BARF stands for biologically appropriate raw food, or bones and raw food. The term is used to refer to an unconventional dog diet that relies on a combination of raw meat, bones, fruits and vegetables. The diet has many devotees who claim that it provides tangible benefits for dogs, while the FDA and most veterinarians believe the risks of raw diets outweigh the potential benefits.
Sled and racing dogs have eaten raw diets for a long time. However, Ian Billinghurst, an Australian veterinarian, proposed extending the BARF diet to pet dogs in 1993. While there are a number of variations to raw-food diets, most BARF-based diets attempt to mimic the foods that dogs ate thousands of years ago. In addition to adding raw meats and other foods, the BARF diet eschews grains, which form the basis for most commercial dog kibbles.

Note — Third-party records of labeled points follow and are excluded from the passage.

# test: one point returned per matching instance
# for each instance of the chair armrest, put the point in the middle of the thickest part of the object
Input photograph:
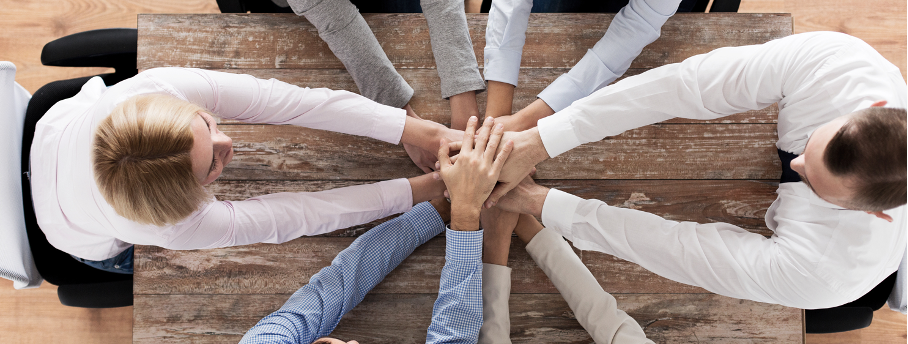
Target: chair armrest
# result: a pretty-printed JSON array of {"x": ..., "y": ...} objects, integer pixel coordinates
[{"x": 114, "y": 48}]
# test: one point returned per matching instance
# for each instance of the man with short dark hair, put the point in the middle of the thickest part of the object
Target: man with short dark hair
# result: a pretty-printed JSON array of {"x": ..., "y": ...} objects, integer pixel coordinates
[{"x": 838, "y": 234}]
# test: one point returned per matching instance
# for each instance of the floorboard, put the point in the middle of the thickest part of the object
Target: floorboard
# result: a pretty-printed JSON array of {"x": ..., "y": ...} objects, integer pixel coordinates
[{"x": 36, "y": 316}]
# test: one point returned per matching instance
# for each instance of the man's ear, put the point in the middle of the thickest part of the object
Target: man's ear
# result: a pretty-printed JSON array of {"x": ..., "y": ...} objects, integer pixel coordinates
[{"x": 881, "y": 215}]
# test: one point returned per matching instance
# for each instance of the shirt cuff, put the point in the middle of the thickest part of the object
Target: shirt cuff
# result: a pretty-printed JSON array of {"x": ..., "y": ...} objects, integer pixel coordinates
[
  {"x": 587, "y": 76},
  {"x": 397, "y": 195},
  {"x": 388, "y": 125},
  {"x": 496, "y": 275},
  {"x": 463, "y": 245},
  {"x": 502, "y": 65},
  {"x": 557, "y": 132},
  {"x": 558, "y": 212}
]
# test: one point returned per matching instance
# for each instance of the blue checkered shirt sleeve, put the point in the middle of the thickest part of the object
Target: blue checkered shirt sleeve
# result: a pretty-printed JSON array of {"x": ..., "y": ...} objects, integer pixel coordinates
[
  {"x": 316, "y": 308},
  {"x": 457, "y": 314}
]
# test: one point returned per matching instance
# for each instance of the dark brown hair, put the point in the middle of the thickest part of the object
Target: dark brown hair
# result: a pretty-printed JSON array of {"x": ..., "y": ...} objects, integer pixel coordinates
[{"x": 871, "y": 148}]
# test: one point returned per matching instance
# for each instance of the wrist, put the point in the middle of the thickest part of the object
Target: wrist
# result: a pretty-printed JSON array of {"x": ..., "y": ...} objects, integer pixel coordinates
[
  {"x": 531, "y": 142},
  {"x": 464, "y": 218}
]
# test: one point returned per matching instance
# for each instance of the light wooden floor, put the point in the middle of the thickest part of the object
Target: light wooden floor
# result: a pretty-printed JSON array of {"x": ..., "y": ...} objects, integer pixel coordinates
[{"x": 36, "y": 316}]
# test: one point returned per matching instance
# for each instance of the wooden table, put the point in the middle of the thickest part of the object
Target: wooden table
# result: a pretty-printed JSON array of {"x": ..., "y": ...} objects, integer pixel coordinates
[{"x": 724, "y": 170}]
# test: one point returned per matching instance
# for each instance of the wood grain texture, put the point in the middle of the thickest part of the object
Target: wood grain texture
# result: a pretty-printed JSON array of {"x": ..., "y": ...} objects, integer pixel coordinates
[
  {"x": 277, "y": 269},
  {"x": 535, "y": 318},
  {"x": 660, "y": 151},
  {"x": 739, "y": 202},
  {"x": 289, "y": 41},
  {"x": 427, "y": 100}
]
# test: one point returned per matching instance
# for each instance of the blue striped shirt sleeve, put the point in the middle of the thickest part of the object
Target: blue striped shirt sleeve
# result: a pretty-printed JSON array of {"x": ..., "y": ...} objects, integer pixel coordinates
[
  {"x": 316, "y": 308},
  {"x": 457, "y": 314}
]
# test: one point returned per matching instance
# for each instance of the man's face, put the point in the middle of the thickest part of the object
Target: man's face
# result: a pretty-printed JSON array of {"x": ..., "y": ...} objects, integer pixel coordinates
[
  {"x": 831, "y": 188},
  {"x": 335, "y": 341}
]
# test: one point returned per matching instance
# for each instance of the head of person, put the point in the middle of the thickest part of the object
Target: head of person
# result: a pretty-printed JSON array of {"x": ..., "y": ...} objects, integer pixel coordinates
[
  {"x": 858, "y": 161},
  {"x": 327, "y": 340},
  {"x": 153, "y": 156}
]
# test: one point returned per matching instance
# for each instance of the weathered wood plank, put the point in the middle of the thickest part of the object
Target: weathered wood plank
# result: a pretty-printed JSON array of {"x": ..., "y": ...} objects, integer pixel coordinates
[
  {"x": 275, "y": 269},
  {"x": 553, "y": 40},
  {"x": 535, "y": 318},
  {"x": 739, "y": 202},
  {"x": 660, "y": 151},
  {"x": 427, "y": 90}
]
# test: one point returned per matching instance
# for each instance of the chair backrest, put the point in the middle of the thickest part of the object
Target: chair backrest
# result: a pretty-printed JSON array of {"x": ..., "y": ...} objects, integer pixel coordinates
[{"x": 16, "y": 261}]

BARF advocates claim that the diet provides a number of benefits to dogs. They contend that dogs fed a biologically appropriate diet produce smaller stools, have healthier skin, shinier coats, cleaner teeth and increased energy levels. However, there are a number of risks involved in raw diets. For example, dogs may be exposed to dangerous bacteria in uncooked meat, or they may choke on bones. Additionally, nutritional deficiencies may appear if the owners do not balance the diet carefully.